Anggota Badan Legislasi Dewan Perwakilan Rakyat dari Fraksi Golkar, Nurul Arifin memahami RUU KK memang tengah menjadi perbincangan di tengah masyarakat pada saat ini.
Sebetulnya RUU ini, kata Nurul, sudah diusulkan dari Februari 2020.
Ketika itu Pengusul RUU memberikan pandangan dan alasan mereka mengusulkan RUU tersebut.
Setelah dirundingkan di dalam Rapat Baleg, draft RUU awal mengalami perubahan dan itu yang kemarin dibahas kembali oleh DPR.
"Namun setelah mengalami perubahan draft, saya melihat bahwa RUU masih belum ada urgensinya untuk dibahas lebih lanjut," ujar Nurul kepada Tribun, Sabtu (14/11/2020).
Hal itu sudah disampaikan oleh Nurul Arifin pada Rapat Baleg hari Kamis (12/11/2020) lalu.

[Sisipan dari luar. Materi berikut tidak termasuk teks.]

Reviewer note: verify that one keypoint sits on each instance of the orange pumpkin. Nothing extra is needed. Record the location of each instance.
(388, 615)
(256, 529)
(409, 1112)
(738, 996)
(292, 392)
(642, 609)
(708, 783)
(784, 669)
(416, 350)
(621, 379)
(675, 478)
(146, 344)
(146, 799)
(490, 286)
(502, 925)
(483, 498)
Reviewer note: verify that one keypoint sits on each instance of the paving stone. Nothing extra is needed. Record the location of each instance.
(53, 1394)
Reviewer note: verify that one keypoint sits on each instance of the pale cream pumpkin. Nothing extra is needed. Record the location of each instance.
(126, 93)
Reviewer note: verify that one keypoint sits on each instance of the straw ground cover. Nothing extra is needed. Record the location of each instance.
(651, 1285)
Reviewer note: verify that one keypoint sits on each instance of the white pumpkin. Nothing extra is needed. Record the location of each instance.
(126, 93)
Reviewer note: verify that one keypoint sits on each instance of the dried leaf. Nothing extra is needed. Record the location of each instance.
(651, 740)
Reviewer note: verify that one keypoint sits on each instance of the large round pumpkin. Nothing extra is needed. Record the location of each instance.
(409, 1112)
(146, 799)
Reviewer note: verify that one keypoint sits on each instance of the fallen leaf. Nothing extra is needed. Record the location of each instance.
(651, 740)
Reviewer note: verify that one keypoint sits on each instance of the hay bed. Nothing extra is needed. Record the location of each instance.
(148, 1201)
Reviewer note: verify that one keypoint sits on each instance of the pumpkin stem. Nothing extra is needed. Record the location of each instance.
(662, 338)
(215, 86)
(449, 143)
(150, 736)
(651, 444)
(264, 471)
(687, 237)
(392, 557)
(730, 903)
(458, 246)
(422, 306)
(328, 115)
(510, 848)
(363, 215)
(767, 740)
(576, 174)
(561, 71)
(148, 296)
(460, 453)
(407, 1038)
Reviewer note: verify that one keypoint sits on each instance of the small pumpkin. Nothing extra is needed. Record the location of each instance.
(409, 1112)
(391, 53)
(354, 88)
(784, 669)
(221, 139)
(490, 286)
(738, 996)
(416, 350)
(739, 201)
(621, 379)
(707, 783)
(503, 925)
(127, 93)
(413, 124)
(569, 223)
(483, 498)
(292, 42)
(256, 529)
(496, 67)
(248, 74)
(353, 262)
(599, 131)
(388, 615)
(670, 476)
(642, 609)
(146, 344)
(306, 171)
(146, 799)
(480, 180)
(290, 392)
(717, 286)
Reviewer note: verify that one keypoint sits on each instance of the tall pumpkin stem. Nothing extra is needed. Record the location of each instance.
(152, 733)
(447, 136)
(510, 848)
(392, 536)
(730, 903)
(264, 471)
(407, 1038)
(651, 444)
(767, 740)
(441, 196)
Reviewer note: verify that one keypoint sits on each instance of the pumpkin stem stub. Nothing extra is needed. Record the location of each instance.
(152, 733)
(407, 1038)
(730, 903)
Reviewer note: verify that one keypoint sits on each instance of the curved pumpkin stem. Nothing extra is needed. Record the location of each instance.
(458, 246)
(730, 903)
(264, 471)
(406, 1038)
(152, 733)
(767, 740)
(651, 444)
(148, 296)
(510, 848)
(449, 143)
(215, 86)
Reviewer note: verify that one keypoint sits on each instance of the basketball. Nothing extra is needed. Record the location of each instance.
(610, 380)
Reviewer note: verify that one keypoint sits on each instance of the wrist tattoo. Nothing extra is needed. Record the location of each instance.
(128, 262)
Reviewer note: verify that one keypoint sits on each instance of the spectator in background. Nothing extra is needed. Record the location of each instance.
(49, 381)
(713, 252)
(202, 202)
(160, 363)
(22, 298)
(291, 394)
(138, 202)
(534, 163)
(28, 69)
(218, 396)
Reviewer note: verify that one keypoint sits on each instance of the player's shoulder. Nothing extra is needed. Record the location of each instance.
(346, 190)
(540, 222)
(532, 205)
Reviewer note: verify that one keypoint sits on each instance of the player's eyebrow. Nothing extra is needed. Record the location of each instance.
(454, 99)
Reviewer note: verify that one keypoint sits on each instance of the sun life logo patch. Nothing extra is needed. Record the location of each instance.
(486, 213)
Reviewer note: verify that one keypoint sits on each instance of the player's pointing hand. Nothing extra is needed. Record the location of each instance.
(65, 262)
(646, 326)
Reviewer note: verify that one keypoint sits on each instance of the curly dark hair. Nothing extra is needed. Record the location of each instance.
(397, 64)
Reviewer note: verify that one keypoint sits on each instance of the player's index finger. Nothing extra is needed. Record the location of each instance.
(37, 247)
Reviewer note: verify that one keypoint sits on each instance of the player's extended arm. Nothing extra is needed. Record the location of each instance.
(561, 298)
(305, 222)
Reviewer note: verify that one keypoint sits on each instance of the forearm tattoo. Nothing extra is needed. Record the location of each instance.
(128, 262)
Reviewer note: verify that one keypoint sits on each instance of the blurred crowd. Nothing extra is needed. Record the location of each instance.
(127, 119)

Baca juga: Pro Kontra RUU Larangan Minuman Beralkohol dan RUU Ketahanan Keluarga
Ada beberapa poin digaris bawahi, mengapa RUU KK ini belum diperlukan.
"Yang pertama, RUU ini dianggap terlalu mengatur lingkup privasi keluarga," kata Nurul.
Terutama, menurut Nurul, pada Bab VII draft RUU KK, memuat aturan mengenai Sistem Informasi Ketahanan Keluarga yang di dalamnya memuat ketentuan bahwa Pemerintah akan menyelenggarakan sistem berisi data-data keluarga.
"Dalam data ini, salah satunya memuat data permasalahan keluarga, ini ada pada Pasal 54. Pasal ini membuat Pemerintah betul-betul akan memiliki data-data privat dari setiap keluarga," tutur Nurul.
Yang kedua. Selain Pemerintah, Bab IX dari RUU ini juga membenarkan jika nanti masyarakat dapat ikut campur dalam membangun Ketahanan Keluarga.
Bahkan frasa yang digunakan pada Pasal 57 huruf (1) adalah "Masyarakat memiliki tanggung jawab dan kesempatan yang terbuka untuk berperan dalam Pembangunan Ketahanan Keluarga".
"Perlu dicatat, masyarakat terdiri dari organisasi sosial kemasyarakatan hingga badan usaha," imbuh Nurul.